SF634 – Short for Senate File 634, the bill approved during the 2019 legislative session that included significant changes to Iowa’s property tax system.

Special Revenue Levies – Property tax levies that may be used to help pay for specific purposes, such as employee benefits and retirement programs.

Tax Credits – Certain types of properties are eligible to receive money or a tax exemption if the property owner applies for the tax credit, which typically must be done by July 1. Common credits concerning city governments include the Homestead Credit and Military Exemption.

Tax Abatement – Temporary reductions of property taxes for a specific period of time on a portion of assessed property value. Cities often establish requirements for tax abatements, such as new construction or improvements to existing structures.

Tax Rebates – Qualifying property owners pay any property taxes owed and then receive rebates from the local government.

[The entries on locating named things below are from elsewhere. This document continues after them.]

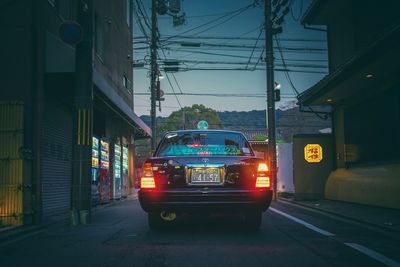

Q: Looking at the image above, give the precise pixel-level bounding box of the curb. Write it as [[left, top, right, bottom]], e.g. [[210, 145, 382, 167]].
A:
[[277, 198, 400, 234], [0, 193, 137, 248]]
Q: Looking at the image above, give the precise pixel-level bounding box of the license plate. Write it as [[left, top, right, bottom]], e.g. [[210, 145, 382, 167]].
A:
[[190, 168, 221, 184]]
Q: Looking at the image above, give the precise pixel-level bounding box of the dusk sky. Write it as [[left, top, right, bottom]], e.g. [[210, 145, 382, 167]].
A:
[[134, 0, 328, 116]]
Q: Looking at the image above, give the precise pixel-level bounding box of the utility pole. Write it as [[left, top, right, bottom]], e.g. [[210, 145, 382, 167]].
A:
[[264, 0, 277, 200], [150, 0, 158, 152], [71, 0, 94, 225]]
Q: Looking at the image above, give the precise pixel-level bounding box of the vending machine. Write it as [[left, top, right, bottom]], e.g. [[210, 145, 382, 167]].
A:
[[122, 146, 129, 197], [92, 137, 100, 205], [100, 140, 111, 203], [113, 144, 122, 199]]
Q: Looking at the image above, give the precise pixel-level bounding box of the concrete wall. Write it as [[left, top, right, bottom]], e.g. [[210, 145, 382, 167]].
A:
[[94, 0, 133, 108], [325, 164, 400, 209]]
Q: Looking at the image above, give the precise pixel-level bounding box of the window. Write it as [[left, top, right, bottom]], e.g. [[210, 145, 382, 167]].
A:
[[94, 14, 104, 61], [47, 0, 74, 19], [157, 132, 253, 156]]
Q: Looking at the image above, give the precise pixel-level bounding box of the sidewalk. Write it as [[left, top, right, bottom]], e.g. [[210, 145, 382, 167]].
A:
[[278, 196, 400, 234], [0, 193, 138, 246]]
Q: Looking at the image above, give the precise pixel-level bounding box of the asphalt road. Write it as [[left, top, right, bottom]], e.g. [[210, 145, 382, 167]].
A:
[[0, 200, 400, 267]]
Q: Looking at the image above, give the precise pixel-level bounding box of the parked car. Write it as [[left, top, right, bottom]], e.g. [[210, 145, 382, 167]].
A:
[[139, 130, 272, 230]]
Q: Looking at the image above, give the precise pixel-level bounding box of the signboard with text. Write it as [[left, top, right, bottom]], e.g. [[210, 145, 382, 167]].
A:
[[304, 144, 323, 163]]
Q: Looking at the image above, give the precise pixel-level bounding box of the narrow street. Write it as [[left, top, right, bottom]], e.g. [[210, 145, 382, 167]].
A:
[[0, 199, 400, 267]]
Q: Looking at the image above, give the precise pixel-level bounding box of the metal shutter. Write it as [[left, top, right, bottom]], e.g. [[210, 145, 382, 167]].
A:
[[41, 101, 72, 221]]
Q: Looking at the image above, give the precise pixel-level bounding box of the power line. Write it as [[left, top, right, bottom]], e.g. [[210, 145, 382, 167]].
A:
[[164, 3, 260, 41], [246, 29, 263, 69]]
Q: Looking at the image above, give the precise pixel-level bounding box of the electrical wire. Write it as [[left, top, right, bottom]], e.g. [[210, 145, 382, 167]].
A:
[[164, 2, 255, 41], [274, 36, 327, 120]]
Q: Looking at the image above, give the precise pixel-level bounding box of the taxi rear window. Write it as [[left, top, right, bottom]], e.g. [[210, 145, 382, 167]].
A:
[[156, 132, 253, 156]]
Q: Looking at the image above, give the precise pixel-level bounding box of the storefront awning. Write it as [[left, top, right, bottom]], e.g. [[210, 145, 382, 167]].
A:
[[93, 68, 152, 138]]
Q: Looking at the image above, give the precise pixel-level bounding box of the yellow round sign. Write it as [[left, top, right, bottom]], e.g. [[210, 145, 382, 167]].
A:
[[304, 144, 323, 163]]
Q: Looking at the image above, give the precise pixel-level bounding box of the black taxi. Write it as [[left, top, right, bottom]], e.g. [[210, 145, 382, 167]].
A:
[[138, 130, 272, 230]]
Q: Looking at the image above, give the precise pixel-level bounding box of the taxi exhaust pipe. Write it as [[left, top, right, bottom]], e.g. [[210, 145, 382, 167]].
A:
[[160, 211, 176, 222]]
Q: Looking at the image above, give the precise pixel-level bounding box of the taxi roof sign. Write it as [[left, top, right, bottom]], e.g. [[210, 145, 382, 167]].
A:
[[197, 121, 208, 130]]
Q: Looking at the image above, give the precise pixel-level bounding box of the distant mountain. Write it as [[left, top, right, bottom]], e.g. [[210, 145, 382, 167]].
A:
[[140, 106, 332, 142]]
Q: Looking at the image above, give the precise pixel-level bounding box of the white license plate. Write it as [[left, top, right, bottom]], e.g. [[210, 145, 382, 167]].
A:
[[190, 167, 221, 184]]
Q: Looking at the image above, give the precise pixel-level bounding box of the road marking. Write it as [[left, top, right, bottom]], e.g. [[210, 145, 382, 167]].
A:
[[269, 208, 400, 267], [344, 243, 400, 267], [269, 208, 335, 236]]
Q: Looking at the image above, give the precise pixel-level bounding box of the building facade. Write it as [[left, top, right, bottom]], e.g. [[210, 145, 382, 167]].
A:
[[300, 0, 400, 208], [0, 0, 151, 228]]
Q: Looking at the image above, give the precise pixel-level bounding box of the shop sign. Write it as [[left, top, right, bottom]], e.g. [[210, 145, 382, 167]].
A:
[[304, 144, 323, 163]]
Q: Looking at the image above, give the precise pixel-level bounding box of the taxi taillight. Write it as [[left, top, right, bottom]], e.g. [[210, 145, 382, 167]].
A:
[[140, 163, 156, 189], [256, 162, 271, 188]]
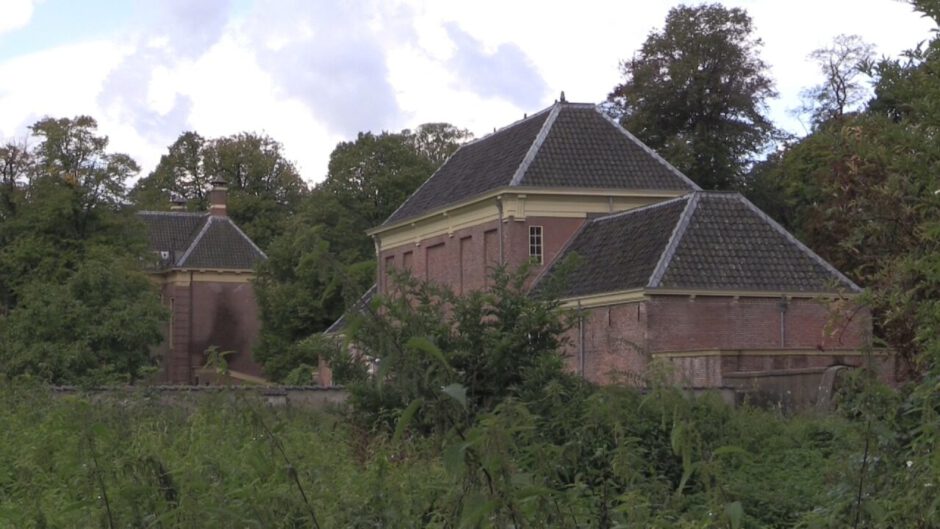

Cities typically restrict these programs to certain types of properties and a specific period of time.

Taxable Value – The portion of a property’s valuation that is subject to property taxes.

The $8.10 – Common term used to describe the general fund property tax levy cities are allowed to use under state law, which permits cities to impose a levy rate up to $8.10 per $1,000 of taxable value.

Voted Levies – Property tax levies that a city may use only if approved by voters at an election. There are currently 11 such levies, each restricted to a specific purpose or expenditure.